Sortiert sind die Filme nach Oberbegriffen wie „Monsterfilme“, „Männerfilme“, „Penisfilme“, „Beklopptenfilme“, „Mutantenfilme“, „Kirchenfilme“ und einigen mehr, wobei die Rezensionen nicht immer das liefern, was die Überschriften versprechen. Keßler nimmt so manchen vorgestellten Film als missverstandenes Kunstwerk wahr, was – und das ein klitzekleiner Kritikpunkt – deutlich macht, dass ein paar Werke im Grunde gar nicht in die „Trash“-Schublade passen. Interessant sind sie natürlich trotzdem.
Ein weiterer kleiner Kritikpunkt ist, dass nicht zumindest die wichtigsten Daten zu den einzelnen Filmen wie Entstehungsjahr, Regisseur, Darsteller und so weiter am Anfang oder Ende des jeweiligen Kapitels kompakt zusammengefasst wurden, vielleicht sogar mit Hinweisen, in welcher Form die Filme derzeit erhältlich sind. Dass im Inhaltsverzeichnis die tatsächlichen Filmtitel nicht aufgeführt sind, sondern lediglich verklausulierte Inhaltsangaben, ist hingegen okay, denn so kann man sich beim Lesen immer wieder überraschen lassen. „Wurmparade Auf Dem Zombiehof“ ist nicht als Nachschlagewerk konzipiert. Weder Vollständigkeit – wie auch? – noch Relevanz sind hier Kriterien, sondern nur – und ich wiederhole mich hier gerne – Keßlers Liebe zum abseitigen Film. Und das ist auch gut so.

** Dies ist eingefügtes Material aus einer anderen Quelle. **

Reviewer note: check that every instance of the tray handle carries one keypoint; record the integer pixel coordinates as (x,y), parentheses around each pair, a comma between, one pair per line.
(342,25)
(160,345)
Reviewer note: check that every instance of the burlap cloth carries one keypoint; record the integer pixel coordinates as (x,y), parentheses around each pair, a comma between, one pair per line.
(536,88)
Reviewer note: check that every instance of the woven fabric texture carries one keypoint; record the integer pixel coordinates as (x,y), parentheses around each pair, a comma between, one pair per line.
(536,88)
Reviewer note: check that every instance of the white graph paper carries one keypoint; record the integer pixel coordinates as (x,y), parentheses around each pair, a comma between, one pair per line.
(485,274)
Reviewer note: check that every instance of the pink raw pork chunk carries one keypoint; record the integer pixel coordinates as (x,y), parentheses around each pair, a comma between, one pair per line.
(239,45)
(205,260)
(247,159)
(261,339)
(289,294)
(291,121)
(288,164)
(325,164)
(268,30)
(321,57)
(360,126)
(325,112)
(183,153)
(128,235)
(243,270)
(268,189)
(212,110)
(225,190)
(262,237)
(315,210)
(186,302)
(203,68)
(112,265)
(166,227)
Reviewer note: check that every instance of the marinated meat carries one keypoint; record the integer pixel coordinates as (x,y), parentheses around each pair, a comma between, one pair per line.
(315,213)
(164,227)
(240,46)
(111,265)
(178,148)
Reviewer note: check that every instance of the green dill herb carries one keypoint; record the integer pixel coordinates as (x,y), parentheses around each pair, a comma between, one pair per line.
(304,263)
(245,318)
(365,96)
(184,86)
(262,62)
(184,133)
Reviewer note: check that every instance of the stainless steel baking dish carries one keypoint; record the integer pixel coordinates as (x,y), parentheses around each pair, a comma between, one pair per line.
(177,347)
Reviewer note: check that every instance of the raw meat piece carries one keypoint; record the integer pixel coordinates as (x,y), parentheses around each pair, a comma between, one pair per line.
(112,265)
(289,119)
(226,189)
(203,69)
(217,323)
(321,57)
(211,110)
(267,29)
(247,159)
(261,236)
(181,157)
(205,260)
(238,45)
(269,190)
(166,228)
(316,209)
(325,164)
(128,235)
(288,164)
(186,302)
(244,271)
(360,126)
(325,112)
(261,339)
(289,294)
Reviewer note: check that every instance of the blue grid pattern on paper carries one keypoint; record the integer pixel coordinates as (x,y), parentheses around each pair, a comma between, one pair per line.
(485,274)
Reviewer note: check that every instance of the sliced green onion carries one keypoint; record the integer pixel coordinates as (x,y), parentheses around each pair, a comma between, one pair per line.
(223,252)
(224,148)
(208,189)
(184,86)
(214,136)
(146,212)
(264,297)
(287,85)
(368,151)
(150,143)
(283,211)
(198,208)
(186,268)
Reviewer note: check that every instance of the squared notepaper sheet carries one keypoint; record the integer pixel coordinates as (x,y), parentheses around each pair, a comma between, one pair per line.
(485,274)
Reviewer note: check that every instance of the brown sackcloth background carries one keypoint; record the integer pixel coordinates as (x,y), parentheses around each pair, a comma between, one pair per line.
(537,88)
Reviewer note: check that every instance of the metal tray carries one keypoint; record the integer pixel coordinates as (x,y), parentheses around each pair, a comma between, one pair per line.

Zu den meisten Filmen gibt es farbige Abbildungen teils wirklich schräger Filmplakate. Und der fast schon naiven Unbeschwertheit der Filme und dem Thema entsprechend, hat der Verlag es hinbekommen, auf der Titelseite und dem Buchrücken den Namen des Autors „Kessler“ zu schreiben, an anderen Stellen aber korrekt als „Keßler“. Das ist irgendwie sympathisch unperfekt. Ich giere förmlich nach der Fortsetzung „Der Schmelzmann In Der Leichenmühle“, denn es gibt noch viel Bizarres zu entdecken. (A.P.)